Some points discussed in subsequent chapters include:
- The nesting of tags does not have standard meaning.
- The semantics of XML documents is not accessible to machines, only to people.
- Collaboration and exchange are supported if there is an underlying shared understanding of the vocabulary. XML is well-suited for close collaboration, where domain- or community-based vocabularies are used. It is not so well suited for global communication.

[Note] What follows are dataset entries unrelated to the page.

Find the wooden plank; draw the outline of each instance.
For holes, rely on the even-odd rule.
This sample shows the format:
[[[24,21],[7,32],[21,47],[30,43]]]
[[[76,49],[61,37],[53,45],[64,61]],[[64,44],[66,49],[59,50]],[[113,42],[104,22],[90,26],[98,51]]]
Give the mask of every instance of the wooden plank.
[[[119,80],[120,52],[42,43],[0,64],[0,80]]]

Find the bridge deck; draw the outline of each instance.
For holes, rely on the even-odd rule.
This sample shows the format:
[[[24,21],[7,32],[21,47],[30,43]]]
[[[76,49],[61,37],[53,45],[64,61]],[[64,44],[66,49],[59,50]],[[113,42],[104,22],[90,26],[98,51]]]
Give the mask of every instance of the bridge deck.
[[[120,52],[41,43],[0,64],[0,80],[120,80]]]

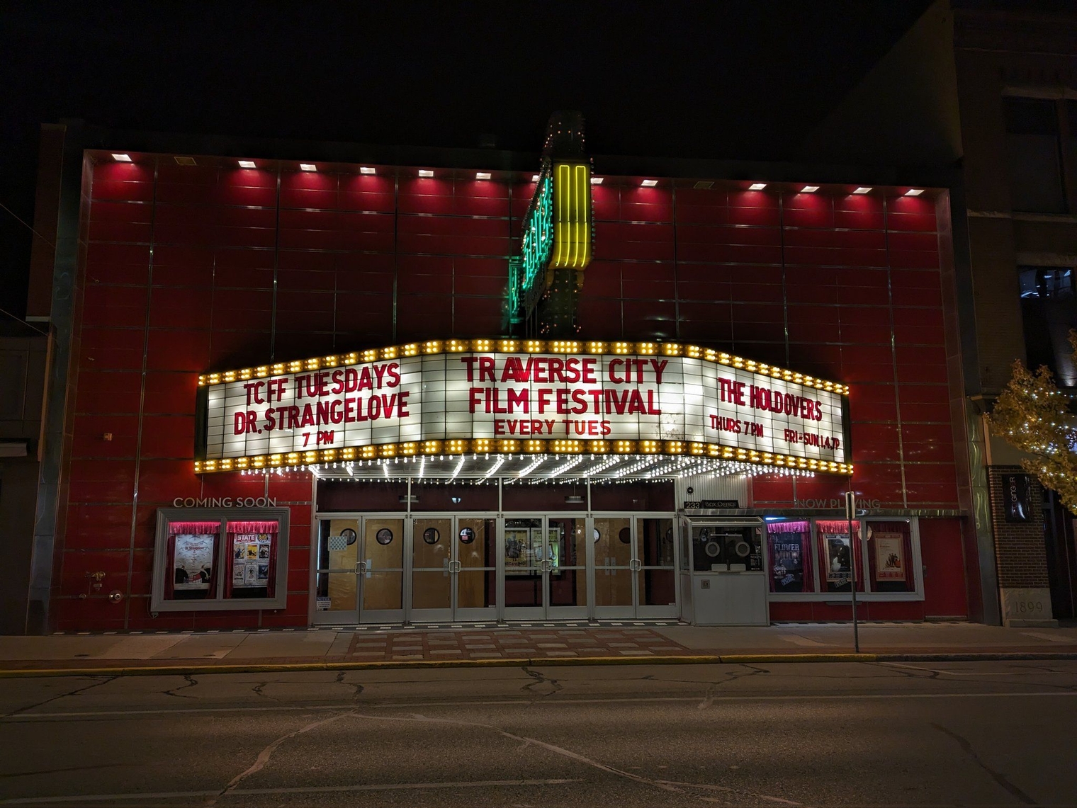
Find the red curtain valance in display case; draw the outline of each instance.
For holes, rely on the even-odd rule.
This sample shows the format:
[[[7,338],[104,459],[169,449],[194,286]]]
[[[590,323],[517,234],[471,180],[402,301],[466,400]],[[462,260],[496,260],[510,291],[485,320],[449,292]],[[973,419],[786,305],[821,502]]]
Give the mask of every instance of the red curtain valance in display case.
[[[810,522],[769,522],[767,554],[770,559],[771,592],[815,591]]]
[[[849,536],[845,520],[816,520],[819,539],[820,581],[823,592],[851,592],[852,565],[856,564],[856,591],[864,592],[864,559],[861,548],[861,523],[853,522],[853,536]]]
[[[225,598],[272,597],[277,589],[277,522],[228,522]]]
[[[206,600],[216,597],[216,559],[221,523],[168,522],[166,600]]]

3, Describing Web Resources in RDF

- RDF provides a foundation for representing and processing metadata.
- RDF has a graph-based data model. Its key concepts are resource, property, and statement. A statement is a resource-property-value triple.
- RDF has an XML-based syntax to support syntactic interoperability. XML and RDF complement each other because RDF supports semantic interoperability.
- RDF has a decentralised philosophy and allows incremental building of knowledge, and its sharing and reuse.
- RDF is domain-independent. RDF Schema provides a mechanism for describing specific domains.
- RDF Schema is a primitive ontology language. It offers certain modelling primitives with fixed meaning. Key concepts of RDF Schema are class, subclass relations, property, subproperty relations, and domain and range restrictions.
- There exist query languages for RDF and RDFS.

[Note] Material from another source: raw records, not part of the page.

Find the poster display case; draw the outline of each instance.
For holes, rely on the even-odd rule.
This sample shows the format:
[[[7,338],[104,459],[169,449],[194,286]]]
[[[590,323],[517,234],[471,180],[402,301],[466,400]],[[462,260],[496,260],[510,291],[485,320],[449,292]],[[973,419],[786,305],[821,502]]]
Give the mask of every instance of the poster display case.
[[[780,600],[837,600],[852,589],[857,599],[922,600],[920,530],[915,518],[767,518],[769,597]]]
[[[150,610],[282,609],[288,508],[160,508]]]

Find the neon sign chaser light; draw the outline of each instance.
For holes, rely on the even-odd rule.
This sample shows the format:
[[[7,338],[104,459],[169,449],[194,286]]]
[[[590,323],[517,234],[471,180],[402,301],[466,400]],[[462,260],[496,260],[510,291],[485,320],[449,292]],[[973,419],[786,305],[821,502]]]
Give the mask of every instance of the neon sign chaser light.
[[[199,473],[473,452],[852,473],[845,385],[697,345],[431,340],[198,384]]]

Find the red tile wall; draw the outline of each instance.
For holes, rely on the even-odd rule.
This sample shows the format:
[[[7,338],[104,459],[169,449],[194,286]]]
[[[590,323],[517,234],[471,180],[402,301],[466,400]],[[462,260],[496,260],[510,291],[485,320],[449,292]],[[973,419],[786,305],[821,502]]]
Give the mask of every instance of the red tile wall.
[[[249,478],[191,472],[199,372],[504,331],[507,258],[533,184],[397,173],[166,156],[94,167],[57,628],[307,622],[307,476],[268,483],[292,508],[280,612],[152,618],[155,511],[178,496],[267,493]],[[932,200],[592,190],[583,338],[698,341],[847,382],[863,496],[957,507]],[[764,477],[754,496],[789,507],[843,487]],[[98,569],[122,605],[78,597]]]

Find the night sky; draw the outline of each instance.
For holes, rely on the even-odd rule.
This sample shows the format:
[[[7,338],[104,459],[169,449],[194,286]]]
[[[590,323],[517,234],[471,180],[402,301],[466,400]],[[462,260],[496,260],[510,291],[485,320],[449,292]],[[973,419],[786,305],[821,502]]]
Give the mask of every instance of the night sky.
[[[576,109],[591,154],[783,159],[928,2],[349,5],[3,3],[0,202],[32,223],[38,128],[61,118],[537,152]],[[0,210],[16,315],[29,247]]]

Some points that will be discussed in the next chapter:
- RDF Schema is quite primitive as a modelling language for the Web. Many desirable modelling primitives are missing.
- Therefore we need an ontology layer on top of RDF/RDFS.

4, Web Ontology Language: OWL

- OWL is the proposed standard for Web ontologies. It allows us to describe the semantics of knowledge in a machine-accessible way.
- OWL builds upon RDF and RDF Schema: (XML-based) RDF syntax is used; instances are defined using RDF descriptions; and most RDFS modelling primitives are used.
- Formal semantics and reasoning support is provided through the mapping of OWL on logics. Predicate logic and description logics have been used for this purpose.

While OWL is sufficiently rich to be used in practice, extensions are in the making. They will provide further logical features, including rules.

5, Logic and Inference: Rules

- Horn logic is a subset of predicate logic that allows efficient reasoning. It forms a subset orthogonal to description logics.
- Horn logic is the basis of monotonic rules.
- Non-monotonic rules are useful in situations where the available information is incomplete. They are rules that may be overridden by contrary evidence (other rules).
- Priorities are used to resolve some conflicts between non-monotonic rules.
- The representation of rules in XML-like languages is straightforward.